10.08.2022

GERÇEK MİLLİYETÇİLİK

Devlet gücünü milli birlik ve beraberlikten alır. Milliyetçilik bir toplumu millet haline getiren ortak bilinç bütünüdür. Anlamı yozlaştırılıp, suistimal edilebilecek bir hassasiyete sahip olan bu birleştirici güç, kötü niyetli kişiler tarafından toplumu bölebilecek yegâne silah haline gelebilir.Devlet gücünü milli birlik ve beraberlikten alır. Milliyetçilik bir toplumu millet haline getiren ortak bilinç bütünüdür. Anlamı yozlaştırılıp, suistimal edilebilecek bir hassasiyete sahip olan bu birleştirici güç, kötü niyetli kişiler tarafından toplumu bölebilecek yegâne silah haline gelebilir.
Çoğu zaman vatanseverlik anlamında da kullanılması, bu fikrin gerçek anlamda kavranamadığını ortaya koyan bir özet niteliğindedir. Bu konuda önemle anlaşılması gereken ilk şey bu bilincin belli bir siyasi partiye, bir kesime, bir ırka veya bir mezhebe mensup olmakla kazanılmadığı veya bu ilkenin herhangi bir kesime ait olmadığıdır. 
Gerçek vatansever ve milliyetçi demokrasiye ve hukukun üstünlüğüne inanıp saygı gösteren, ülkesinde yaşayan her vatandaşının haklarının eşit olduğunu bilen, başkalarının haklarını yemeyen ve yenmesine de müsaade etmeyen, etnik kimlik üzerinden siyaset yapılmasına izin vermeyen, yapanı da tasvip etmeyendir. Bu ilkeyi doğru bir şekilde kavramış olan kişi, aynı toprağı paylaştığı ülkesindeki vatandaşları bütün çeşitliliğiyle sever. Milliyetçilik kafatasçı küflenmiş zihniyetteki “Türklük” anlayışı değil, tam tersine Atamızın ışığındaki, milletin bağımsızlığı ve egemenliğine dayanan birleştirici fikir ve ilkedir. Yani kısacası milliyetçilik ayrımcılığın değil aksine birliğin temsilidir.  
Milli şuuru canlandıran, istikbalin temini kaygısı ve azmini taşıyan milli bayramlarımız, bizleri bağımsızlığımıza, cumhuriyetimize kavuşturan vatan evlatlarına minnetimizi ve bunca verilen emeğin ardından sahip çıkmamız gerekenleri hatırlatırlar.
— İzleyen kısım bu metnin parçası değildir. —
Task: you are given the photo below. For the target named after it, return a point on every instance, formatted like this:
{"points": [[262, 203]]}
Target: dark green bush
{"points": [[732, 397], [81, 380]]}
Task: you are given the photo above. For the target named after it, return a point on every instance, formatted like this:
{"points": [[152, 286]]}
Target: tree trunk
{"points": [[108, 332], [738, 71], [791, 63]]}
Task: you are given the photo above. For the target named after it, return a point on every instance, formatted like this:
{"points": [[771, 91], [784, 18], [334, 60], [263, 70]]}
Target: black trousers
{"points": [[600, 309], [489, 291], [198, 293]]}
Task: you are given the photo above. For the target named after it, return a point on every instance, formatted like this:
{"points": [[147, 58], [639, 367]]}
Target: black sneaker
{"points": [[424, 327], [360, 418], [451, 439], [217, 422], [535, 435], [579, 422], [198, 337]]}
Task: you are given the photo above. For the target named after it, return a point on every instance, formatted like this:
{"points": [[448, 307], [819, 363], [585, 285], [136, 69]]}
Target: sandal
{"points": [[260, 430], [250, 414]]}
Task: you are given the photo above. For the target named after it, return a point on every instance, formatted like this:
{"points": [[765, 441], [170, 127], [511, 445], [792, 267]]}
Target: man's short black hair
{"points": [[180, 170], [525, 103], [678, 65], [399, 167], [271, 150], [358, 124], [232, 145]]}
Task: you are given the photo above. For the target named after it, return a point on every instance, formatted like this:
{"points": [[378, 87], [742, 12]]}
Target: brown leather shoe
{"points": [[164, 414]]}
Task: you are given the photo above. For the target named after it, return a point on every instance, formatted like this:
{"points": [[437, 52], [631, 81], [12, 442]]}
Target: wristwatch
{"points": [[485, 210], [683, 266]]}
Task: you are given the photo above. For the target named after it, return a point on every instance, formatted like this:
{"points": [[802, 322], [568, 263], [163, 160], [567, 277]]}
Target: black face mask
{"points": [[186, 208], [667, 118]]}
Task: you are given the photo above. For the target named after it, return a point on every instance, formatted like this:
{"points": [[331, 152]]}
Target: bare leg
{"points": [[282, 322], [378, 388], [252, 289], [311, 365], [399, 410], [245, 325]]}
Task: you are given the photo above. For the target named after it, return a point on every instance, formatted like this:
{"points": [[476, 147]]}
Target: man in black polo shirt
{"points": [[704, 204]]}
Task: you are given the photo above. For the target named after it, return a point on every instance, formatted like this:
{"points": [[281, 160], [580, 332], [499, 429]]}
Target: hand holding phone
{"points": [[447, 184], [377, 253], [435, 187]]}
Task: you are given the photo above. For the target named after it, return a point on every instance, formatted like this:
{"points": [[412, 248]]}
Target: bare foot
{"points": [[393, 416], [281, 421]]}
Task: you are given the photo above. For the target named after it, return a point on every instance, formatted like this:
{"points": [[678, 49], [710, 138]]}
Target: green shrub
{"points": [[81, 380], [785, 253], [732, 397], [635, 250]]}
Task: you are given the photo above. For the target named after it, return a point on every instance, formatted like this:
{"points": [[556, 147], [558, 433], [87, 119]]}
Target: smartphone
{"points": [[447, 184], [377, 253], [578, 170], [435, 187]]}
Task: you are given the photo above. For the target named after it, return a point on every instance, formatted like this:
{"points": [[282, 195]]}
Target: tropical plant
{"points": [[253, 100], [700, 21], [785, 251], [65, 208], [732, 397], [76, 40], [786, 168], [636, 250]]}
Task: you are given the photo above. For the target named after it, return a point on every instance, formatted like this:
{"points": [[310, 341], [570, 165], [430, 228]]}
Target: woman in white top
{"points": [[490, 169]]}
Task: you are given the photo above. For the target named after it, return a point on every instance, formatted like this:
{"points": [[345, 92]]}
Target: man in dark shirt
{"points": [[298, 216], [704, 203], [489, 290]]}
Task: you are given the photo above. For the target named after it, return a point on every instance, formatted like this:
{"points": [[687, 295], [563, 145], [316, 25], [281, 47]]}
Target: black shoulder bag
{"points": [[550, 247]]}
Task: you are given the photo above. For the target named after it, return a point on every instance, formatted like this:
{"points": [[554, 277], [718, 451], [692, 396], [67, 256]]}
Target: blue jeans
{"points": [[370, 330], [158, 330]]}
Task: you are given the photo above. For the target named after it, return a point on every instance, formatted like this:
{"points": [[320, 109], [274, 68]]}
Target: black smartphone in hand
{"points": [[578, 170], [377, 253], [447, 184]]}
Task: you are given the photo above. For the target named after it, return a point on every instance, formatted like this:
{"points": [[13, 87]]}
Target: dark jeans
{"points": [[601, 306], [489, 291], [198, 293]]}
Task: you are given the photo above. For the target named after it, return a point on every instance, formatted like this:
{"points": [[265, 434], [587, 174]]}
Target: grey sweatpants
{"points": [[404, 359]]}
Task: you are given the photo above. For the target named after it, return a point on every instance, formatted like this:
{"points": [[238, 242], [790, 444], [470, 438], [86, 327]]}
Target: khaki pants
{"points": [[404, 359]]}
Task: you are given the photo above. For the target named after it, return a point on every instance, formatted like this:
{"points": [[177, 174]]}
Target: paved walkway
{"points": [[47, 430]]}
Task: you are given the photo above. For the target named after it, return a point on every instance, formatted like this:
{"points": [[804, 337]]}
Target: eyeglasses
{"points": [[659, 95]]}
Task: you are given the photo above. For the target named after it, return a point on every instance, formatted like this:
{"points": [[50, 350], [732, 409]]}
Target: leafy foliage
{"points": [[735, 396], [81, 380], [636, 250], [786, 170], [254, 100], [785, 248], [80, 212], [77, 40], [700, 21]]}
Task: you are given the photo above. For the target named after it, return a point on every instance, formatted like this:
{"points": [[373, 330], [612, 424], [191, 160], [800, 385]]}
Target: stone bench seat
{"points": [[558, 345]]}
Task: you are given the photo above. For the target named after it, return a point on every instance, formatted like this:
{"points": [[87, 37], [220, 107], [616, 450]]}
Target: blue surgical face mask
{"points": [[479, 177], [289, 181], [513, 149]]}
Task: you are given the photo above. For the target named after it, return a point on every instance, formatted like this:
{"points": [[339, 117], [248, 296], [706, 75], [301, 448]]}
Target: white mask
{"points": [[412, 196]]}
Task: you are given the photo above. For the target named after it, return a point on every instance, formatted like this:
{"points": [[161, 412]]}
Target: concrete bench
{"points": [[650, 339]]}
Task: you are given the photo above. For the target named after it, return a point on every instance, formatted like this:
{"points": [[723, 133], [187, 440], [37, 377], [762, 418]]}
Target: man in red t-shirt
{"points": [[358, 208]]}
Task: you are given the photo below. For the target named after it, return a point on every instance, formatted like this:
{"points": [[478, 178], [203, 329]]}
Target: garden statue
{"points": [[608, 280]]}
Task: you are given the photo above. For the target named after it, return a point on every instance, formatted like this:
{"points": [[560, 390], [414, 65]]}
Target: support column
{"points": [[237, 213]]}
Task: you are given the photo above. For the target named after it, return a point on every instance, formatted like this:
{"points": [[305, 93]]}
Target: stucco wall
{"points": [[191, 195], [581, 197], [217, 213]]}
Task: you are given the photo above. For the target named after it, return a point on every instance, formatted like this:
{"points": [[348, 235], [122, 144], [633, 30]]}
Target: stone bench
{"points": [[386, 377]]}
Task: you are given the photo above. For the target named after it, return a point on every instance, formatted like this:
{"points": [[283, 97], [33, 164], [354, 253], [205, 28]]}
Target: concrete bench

Atatürk bu ilkeyi en doğru ve rasyonel kullanan liderdir. Bu ilkenin siyaset bilimi verileriyle harmanlanmasıyla milletin bağımsız ve özgür yaşama isteği tek hedefte toplanmış, milli mücadeleyi zafere ulaştırmıştır. Pusulamız Atatürk’ün toplayıcı, birleştirici ve kaynaştırıcı milliyetçilik anlayışı olmalıdır.
Unutmayın; mazi, istikbali takviye eder. Bu bayramlar bütün çeşitliliğimizle, aynı amaç uğruna nasıl da bir olduğumuzu bizlere hatırlatmalıdırlar. Her ne kadar çeşitli “geçerli(!)” sebeplerle milli bayram kutlamaları engellense veya hakkettikleri coşku ile kutlanamasalar da bu durum vatan için her kültür, her mezhep, her ırktan vatan evladının verdiği mücadele ve emeği unutturmaya yetmeyecektir. Maneviyatlarımızda bu coşkuyu hissetmek ve bu fikri doğru anlamak, içi boşaltılmış olan fiili kutlamalardan daha güçlü ve kıymetlidir. Manevi güç zafere giden yolda en önemli etkenlerden biridir.
Halkın birbirini ötekileştirmesindense ayrıştırıcı, ötekileştirici ve hatta hakaretvari bir üslupla milletin dikkatini kendi üzerlerinden çekip, birbirlerini eleştirmeye, yargılamaya yönlendiren ve gündemi manipüle ederek halk tarafından denetlenmemenin getirdiği rahatlıkla, bulunduğu konumun keyfini sürüp kendine fayda sağlayanların tabiri caizse “ötekileştirilmesi” ülkemiz için daha faydalı olacaktır. Görevimiz birbirimizi ötekileştirmek, hareketlerimize, giyindiğimize karışmak, hayatı yaşayış biçimimizi eleştirmek değil, ülkesine fayda sağlamayanı, milletin hakkını yiyeni, görevlerini ve konumunu suistimal edenleri denetlemektir. Görev ve sorumluluklarını bilen ve doğru ifa eden millet, güçlü millettir. 
Fikirlerimi ve eleştirilerimi sizlerle paylaştığım bir seneyi geride bıraktık. Bu süreçte hem yurtdışında hem de ülkemde yazılarımı okuyan, fikirlerime kulak veren, görüşlerime katılan ve katılmayan bütün okurlarıma teşekkürü bir borç bilirim. Bizi güçlü kılan ve birleştiren farklılıklarımızdır. Senfoniler farklı notalarla ortaya çıkar. Önemli olan notaların belli bir anahtarla bestelenmesi, harmonik olabilmesidir. Uyum içinde birlik olmayı başarabilen bir milletin aslında ne kadar güçlü olduğunu bize gösteren, varoluş simgemiz 30 Ağustos Zafer Bayramımız kutlu olsun!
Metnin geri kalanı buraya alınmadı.